Le breton est classé comme « langue sérieusement en danger »  par l'Unesco. Il n’y aurait plus que 207 000 personnes capables de parler le breton en Bretagne sur une population totale de 4 833 624 habitants en Bretagne historique. Soit 4,5%.

Pour rappel, il n’y a que 4 800 élèves dans les écoles Diwan (2019). 8 000 élèves monolingues ne bénéficient que d’une heure d’enseignement en langue bretonne chaque semaine, dans 110 écoles seulement. 3% seulement des enfants ont accès à la langue bretonne à l'école. Cela veut dire que 97% n'y ont aucun accès, et probablement la majorité de ceux-là ne savent même pas qu'elle existe ! La circulaire du 12 avril 2017 a décidé que dans les écoles élémentaires, le volume horaire dédié à l’initiation à la langue régionale sera désormais pris sur le temps d’enseignement des langues étrangères et non plus sur l’ensemble des domaines disciplinaires.

Quels pourraient être les objectifs d’une fondation de la langue bretonne ?

L’objectif principal devra être : généraliser la langue bretonne dans toutes les écoles de Bretagne.
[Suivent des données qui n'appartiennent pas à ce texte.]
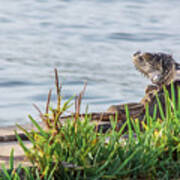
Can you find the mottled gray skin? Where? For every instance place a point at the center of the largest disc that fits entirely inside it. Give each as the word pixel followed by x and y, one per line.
pixel 160 68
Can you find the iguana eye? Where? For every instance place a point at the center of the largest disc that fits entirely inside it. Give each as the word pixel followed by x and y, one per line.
pixel 141 59
pixel 148 56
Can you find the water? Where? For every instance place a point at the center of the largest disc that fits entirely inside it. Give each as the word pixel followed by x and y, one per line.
pixel 86 40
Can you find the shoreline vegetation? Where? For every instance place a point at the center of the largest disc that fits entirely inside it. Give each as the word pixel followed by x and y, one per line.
pixel 78 148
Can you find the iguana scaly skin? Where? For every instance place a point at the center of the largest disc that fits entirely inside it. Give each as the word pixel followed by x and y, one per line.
pixel 161 69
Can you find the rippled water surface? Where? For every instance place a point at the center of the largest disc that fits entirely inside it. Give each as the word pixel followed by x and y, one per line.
pixel 89 40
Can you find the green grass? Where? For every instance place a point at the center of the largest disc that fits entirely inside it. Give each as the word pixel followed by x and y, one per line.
pixel 75 150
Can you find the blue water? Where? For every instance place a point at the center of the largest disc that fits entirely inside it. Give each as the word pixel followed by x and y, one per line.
pixel 87 40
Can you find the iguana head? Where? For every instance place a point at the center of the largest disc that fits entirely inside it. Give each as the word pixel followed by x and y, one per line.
pixel 158 67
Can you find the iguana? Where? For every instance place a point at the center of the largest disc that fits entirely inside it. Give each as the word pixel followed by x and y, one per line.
pixel 160 68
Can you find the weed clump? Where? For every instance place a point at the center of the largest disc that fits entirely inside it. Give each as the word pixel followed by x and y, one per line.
pixel 74 149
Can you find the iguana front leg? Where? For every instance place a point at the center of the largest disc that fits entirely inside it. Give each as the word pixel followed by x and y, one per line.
pixel 149 93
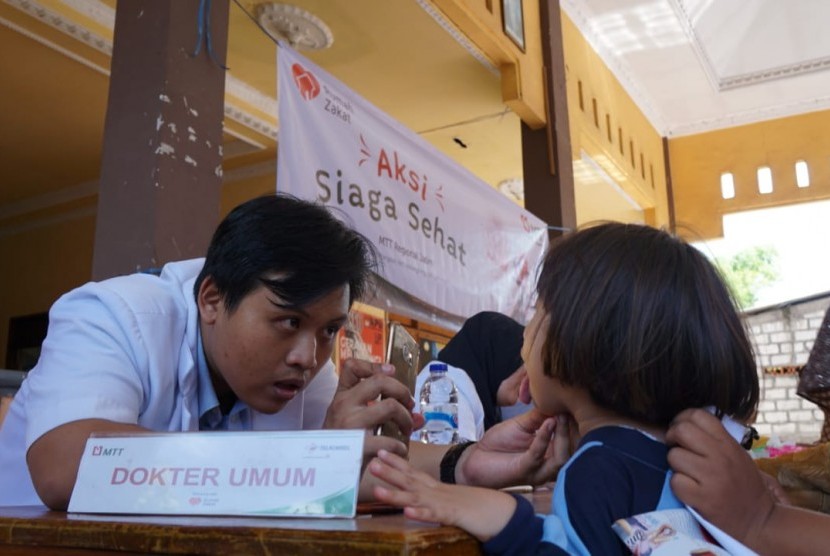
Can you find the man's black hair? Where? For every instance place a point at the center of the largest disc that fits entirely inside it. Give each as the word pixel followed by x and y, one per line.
pixel 297 248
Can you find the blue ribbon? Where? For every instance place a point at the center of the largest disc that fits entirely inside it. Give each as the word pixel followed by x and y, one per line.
pixel 203 29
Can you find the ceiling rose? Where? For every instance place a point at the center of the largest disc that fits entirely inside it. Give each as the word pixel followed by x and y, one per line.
pixel 302 30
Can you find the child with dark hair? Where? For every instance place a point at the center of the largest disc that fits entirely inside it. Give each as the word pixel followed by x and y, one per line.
pixel 632 326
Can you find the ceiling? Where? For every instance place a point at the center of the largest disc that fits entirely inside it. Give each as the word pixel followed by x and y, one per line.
pixel 698 65
pixel 691 65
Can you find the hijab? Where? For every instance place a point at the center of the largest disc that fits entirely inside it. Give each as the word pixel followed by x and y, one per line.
pixel 488 348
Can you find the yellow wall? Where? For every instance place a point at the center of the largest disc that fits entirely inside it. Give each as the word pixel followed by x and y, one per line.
pixel 522 79
pixel 50 252
pixel 697 162
pixel 600 111
pixel 40 264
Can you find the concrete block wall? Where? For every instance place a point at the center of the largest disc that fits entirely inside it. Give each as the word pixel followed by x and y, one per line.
pixel 783 337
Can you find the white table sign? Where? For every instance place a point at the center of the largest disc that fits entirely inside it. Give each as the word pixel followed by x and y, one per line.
pixel 302 473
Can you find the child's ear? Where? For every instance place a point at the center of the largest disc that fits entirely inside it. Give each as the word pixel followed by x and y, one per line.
pixel 209 300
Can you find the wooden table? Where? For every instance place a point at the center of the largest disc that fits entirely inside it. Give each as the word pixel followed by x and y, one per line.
pixel 27 531
pixel 32 530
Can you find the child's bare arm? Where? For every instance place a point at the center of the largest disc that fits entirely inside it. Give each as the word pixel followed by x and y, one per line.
pixel 481 512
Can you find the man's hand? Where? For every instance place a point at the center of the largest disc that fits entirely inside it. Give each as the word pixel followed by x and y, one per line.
pixel 356 405
pixel 528 449
pixel 714 475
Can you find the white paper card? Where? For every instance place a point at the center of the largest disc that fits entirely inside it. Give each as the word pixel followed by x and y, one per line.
pixel 298 473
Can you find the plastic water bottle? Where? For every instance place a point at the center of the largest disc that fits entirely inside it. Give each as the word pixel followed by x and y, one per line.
pixel 439 406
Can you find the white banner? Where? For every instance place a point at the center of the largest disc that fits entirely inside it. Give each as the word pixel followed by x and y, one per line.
pixel 444 235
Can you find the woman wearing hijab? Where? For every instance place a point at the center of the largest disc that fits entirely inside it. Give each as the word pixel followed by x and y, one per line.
pixel 484 361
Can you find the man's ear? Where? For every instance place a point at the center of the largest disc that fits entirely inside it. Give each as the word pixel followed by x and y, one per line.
pixel 209 300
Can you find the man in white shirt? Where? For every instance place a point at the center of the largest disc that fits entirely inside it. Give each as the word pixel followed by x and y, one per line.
pixel 241 340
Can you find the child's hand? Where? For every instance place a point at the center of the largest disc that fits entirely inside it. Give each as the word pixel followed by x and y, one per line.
pixel 479 511
pixel 528 449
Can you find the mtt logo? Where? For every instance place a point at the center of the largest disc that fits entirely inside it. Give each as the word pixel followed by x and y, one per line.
pixel 306 83
pixel 101 451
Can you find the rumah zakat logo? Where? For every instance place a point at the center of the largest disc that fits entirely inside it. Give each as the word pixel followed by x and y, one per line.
pixel 306 83
pixel 392 166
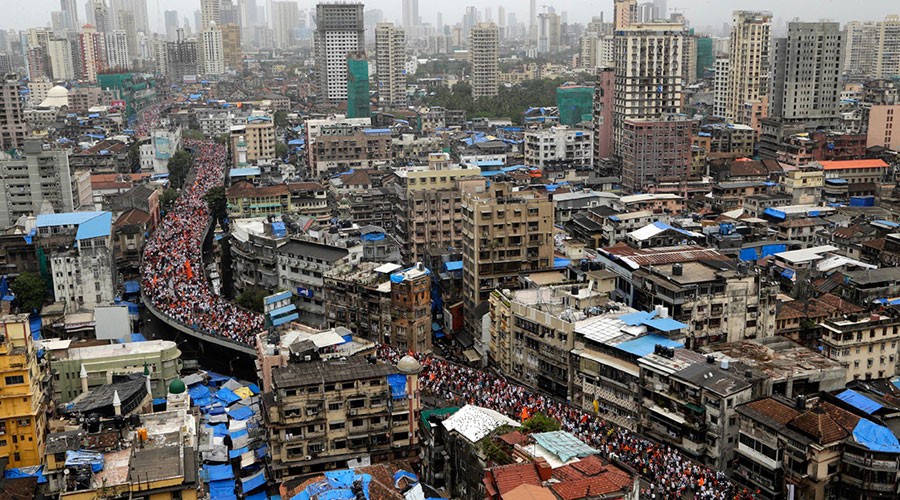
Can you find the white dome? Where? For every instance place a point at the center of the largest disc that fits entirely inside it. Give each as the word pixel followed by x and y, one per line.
pixel 408 365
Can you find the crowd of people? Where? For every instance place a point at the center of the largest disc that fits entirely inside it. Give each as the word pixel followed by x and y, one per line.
pixel 172 270
pixel 669 472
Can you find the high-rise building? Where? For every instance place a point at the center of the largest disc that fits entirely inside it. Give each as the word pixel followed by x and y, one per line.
pixel 117 50
pixel 806 82
pixel 231 45
pixel 748 67
pixel 603 113
pixel 358 86
pixel 503 234
pixel 285 19
pixel 340 30
pixel 625 13
pixel 213 51
pixel 210 12
pixel 24 412
pixel 70 14
pixel 127 25
pixel 484 55
pixel 720 86
pixel 648 73
pixel 548 33
pixel 102 20
pixel 62 66
pixel 390 64
pixel 93 53
pixel 171 18
pixel 411 17
pixel 12 125
pixel 141 20
pixel 655 150
pixel 36 178
pixel 181 58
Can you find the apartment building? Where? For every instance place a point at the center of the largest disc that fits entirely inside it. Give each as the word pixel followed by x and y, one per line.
pixel 341 147
pixel 390 64
pixel 301 266
pixel 411 309
pixel 324 415
pixel 359 297
pixel 504 233
pixel 430 201
pixel 559 147
pixel 13 128
pixel 258 134
pixel 80 249
pixel 96 365
pixel 693 407
pixel 817 451
pixel 532 333
pixel 655 149
pixel 865 344
pixel 23 415
pixel 340 29
pixel 32 177
pixel 648 79
pixel 748 68
pixel 484 55
pixel 307 199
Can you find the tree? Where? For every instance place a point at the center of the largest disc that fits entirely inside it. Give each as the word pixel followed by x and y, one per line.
pixel 167 199
pixel 252 299
pixel 540 423
pixel 179 165
pixel 30 291
pixel 218 205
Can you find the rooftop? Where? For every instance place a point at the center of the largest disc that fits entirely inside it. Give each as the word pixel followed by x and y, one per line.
pixel 323 372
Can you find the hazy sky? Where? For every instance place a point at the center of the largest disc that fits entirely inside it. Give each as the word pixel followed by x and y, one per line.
pixel 28 13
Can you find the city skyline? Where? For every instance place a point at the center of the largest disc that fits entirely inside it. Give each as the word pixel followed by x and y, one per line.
pixel 700 13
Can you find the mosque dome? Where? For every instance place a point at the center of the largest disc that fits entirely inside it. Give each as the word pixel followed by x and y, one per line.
pixel 408 365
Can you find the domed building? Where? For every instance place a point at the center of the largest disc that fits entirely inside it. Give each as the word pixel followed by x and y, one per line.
pixel 57 97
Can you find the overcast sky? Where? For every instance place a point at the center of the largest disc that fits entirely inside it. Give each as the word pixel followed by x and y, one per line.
pixel 700 13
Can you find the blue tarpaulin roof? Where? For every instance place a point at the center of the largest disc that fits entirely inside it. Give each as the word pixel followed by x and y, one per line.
pixel 253 482
pixel 398 385
pixel 227 396
pixel 242 413
pixel 32 471
pixel 859 401
pixel 643 346
pixel 222 490
pixel 218 472
pixel 84 457
pixel 454 265
pixel 875 437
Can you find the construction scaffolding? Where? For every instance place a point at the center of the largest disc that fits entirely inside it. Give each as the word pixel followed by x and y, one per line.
pixel 575 104
pixel 357 86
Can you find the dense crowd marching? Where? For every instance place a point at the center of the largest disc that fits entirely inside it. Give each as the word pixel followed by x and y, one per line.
pixel 670 474
pixel 176 290
pixel 172 268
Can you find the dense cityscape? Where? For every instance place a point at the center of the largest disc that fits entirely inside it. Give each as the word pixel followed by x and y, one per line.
pixel 328 251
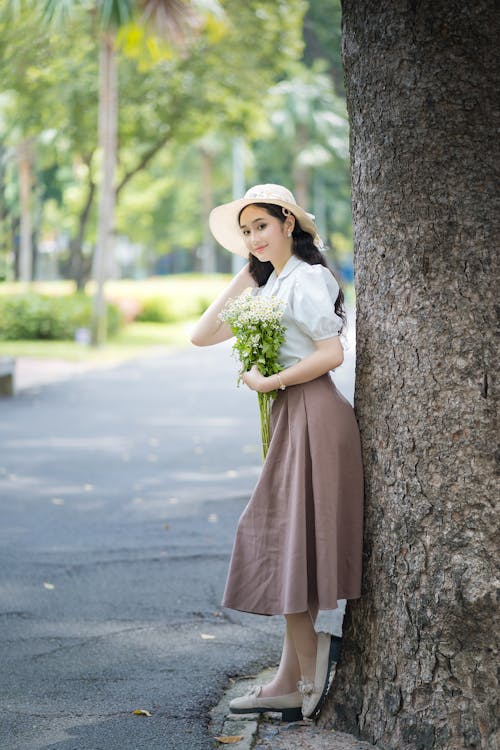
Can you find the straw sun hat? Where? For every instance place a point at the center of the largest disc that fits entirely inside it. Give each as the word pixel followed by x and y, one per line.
pixel 223 220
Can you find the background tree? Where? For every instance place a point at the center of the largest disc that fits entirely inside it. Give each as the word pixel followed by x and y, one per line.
pixel 422 88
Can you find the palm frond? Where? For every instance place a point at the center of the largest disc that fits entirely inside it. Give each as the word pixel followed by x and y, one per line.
pixel 172 19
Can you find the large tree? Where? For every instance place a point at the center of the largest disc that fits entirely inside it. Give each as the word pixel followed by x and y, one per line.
pixel 421 79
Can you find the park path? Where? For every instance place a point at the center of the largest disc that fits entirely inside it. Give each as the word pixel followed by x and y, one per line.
pixel 120 489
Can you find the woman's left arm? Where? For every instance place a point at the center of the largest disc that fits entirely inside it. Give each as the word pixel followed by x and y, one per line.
pixel 329 354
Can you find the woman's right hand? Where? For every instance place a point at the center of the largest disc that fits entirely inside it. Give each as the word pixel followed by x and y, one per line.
pixel 209 329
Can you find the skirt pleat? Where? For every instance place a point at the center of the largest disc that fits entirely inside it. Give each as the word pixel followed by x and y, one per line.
pixel 299 539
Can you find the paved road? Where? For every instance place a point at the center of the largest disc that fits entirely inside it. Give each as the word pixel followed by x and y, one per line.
pixel 119 494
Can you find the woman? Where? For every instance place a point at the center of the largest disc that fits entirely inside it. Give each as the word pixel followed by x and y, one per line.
pixel 298 542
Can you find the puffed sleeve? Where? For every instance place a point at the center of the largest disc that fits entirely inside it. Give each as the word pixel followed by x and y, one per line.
pixel 313 302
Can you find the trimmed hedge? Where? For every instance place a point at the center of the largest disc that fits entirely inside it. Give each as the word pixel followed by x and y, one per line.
pixel 156 310
pixel 37 316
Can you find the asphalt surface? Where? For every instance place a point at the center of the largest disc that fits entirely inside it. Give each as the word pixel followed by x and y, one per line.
pixel 120 490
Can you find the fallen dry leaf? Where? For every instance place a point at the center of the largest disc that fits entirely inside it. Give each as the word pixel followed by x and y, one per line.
pixel 230 740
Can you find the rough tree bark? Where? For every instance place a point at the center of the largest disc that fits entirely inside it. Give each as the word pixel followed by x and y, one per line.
pixel 25 187
pixel 418 669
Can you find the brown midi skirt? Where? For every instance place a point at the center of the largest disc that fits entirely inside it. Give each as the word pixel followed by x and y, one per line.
pixel 299 539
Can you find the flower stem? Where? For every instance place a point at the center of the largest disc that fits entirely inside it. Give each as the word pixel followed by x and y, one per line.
pixel 265 401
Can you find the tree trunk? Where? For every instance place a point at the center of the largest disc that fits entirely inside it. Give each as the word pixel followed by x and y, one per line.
pixel 108 124
pixel 418 668
pixel 80 264
pixel 208 258
pixel 25 187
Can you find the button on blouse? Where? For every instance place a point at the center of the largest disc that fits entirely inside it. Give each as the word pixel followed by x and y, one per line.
pixel 310 293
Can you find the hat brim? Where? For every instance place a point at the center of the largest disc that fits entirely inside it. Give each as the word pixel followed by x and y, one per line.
pixel 223 223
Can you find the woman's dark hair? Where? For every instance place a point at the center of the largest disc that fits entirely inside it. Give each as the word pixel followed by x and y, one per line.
pixel 303 247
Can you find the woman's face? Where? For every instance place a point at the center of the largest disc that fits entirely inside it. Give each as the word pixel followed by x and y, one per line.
pixel 266 237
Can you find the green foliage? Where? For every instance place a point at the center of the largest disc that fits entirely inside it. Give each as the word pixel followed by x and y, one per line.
pixel 37 316
pixel 156 310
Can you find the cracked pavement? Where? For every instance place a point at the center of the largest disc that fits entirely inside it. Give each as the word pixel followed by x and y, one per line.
pixel 120 490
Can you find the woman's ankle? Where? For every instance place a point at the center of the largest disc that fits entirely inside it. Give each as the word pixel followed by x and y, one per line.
pixel 279 687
Il n'y a pas d'autres solutions, si on ne fait pas ça, la langue disparaîtra totalement du paysage et ne concernera plus que quelques érudits et quelques marginaux d'ici très peu de temps. Nous avons atteint un seuil critique et seule l'école peut encore renverser la vapeur. Et là, oui, l'argent est nécessaire : pour former des enseignants, en premier lieu, et il en faut des centaines pour répondre à la demande. Il faut aussi des formations conséquentes.

Dans l’urgence, un complément au financement des écoles Diwan est d’une nécessité absolue. Des objectifs académiques comme la création d’une université en langue bretonne sont à considérer à long terme.

Il n’est pas forcément possible que des objectifs juridiques comme le statut de la langue et la reconnaissance des droits européens et internationaux d’une langue minoritaire soient envisageables par les avocats d’une telle fondation mais cela reste à voir.

Dans le contexte de levées de fonds pour la langue bretonne, il est très regrettable que la Redadeg ait été reportée à l’année prochaine car elle aurait très bien pu se tenir en septembre. Elle ne rassemble jamais 5 000 personnes au même endroit sauf peut-être au départ et à l’arrivée, des événements qui auraient pu être confinés. Les kilomètres de la course relais sont courus par tout au plus quelques dizaines de personnes.